Nuovi modelli di trasporto urbano uniscono auto elettriche condivise, tariffe dinamiche e ricarica ottimizzata per ridurre costi ed emissioni

Auto elettriche condivise in ricarica in Svizzera, esempio di mobilità sostenibile che riduce emissioni e costi grazie a tariffe dinamiche e infrastrutture energetiche innovative
Il punto di ricarica Mobility Carsharing V2X Suisse Laden dimostra il potenziale della tecnologia bidirezionale: le batterie delle auto condivise non soltanto consumano, ma restituiscono energia alla rete durante i picchi, stabilizzando il sistema elettrico e riducendo la dipendenza da fonti fossili in inverno
(Foto: Mobility Società Cooperativa)

La mobilità del futuro non si misura soltanto nel numero di auto elettriche vendute, ma nella capacità di ridurre il parco veicoli e di integrare la ricarica intelligente in sistemi energetici complessi. Uno studio congiunto dell’EMPA e dell’Università di Ginevra dimostra che la Svizzera può diventare un laboratorio europeo per modelli che uniscono convenienza economica e riduzione delle emissioni.

L’analisi condotta su 1,5 milioni di utenti di Mobility, cooperativa elvetica leader nel car sharing, ha mostrato che riducendo il numero di veicoli circolanti è possibile abbattere il fabbisogno complessivo di energia e le emissioni di CO2.

Secondo i ricercatori, chi ricarica i veicoli elettrici nei momenti a bassa intensità carbonica può ottenere un taglio fino all’82 per cento delle emissioni, mentre chi punta soltanto al risparmio ottiene in media un 27 per cento di riduzione dei costi.

Il risultato conferma che la chiave non sta soltanto nell’elettrificazione, ma nell’adozione di modelli condivisi.

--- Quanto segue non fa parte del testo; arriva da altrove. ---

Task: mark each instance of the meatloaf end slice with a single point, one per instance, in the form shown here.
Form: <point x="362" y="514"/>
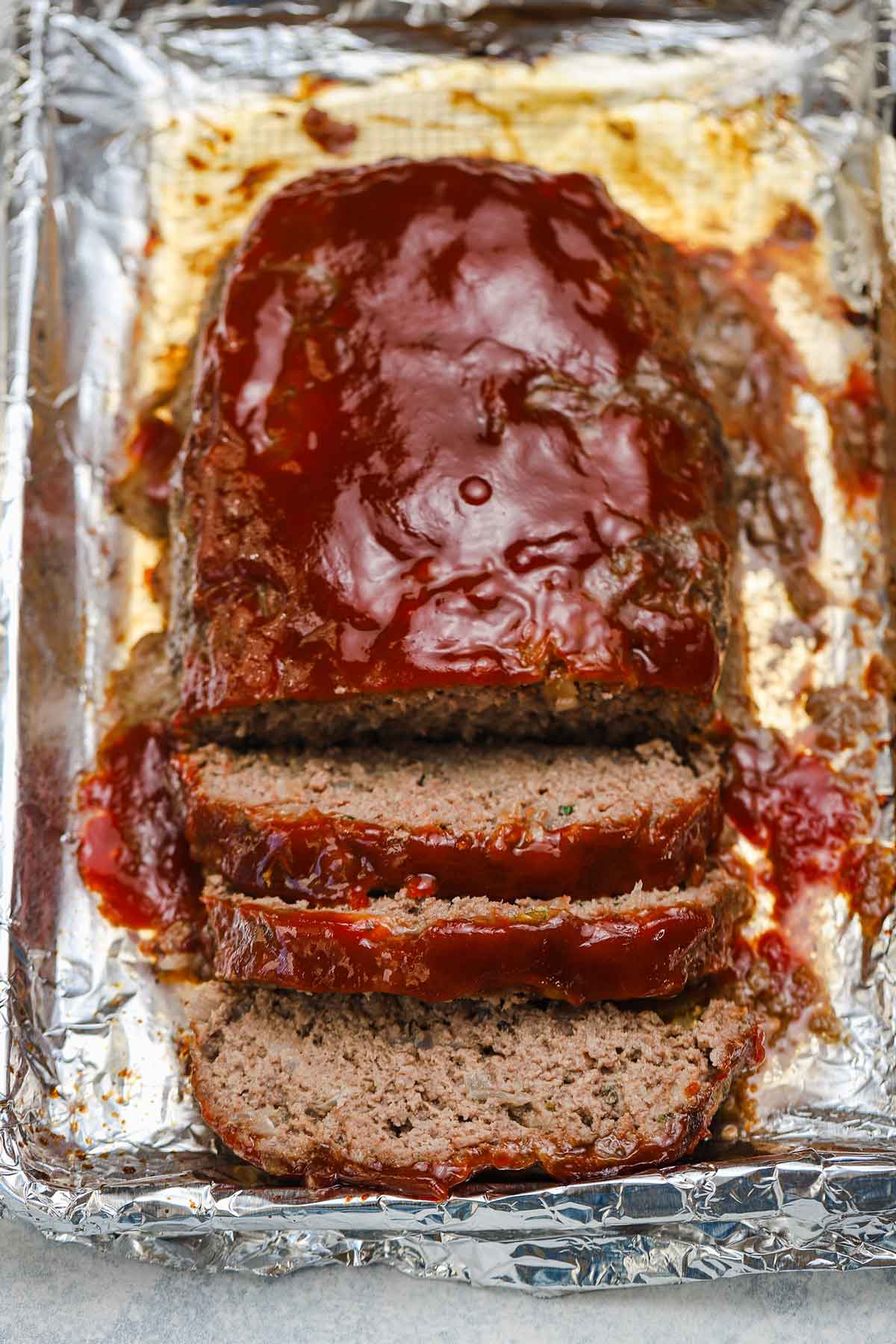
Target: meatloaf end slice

In un Paese con oltre 8 milioni di abitanti e un parco auto superiore ai 4,6 milioni di veicoli, un sistema più efficiente di utilizzo potrebbe eliminare fino al 25 per cento delle auto private. Questo comporterebbe benefici ambientali immediati e una riduzione del deficit energetico invernale, particolarmente critico per la Svizzera.

“La vera sfida è far coincidere convenienza economica e sostenibilità”,

afferma Sven Eggimann, autore principale dello studio presso i Laboratori Federali Svizzeri di Scienza e Tecnologia dei Materiali, con sedi a Dübendorf, Thun e San Gallo.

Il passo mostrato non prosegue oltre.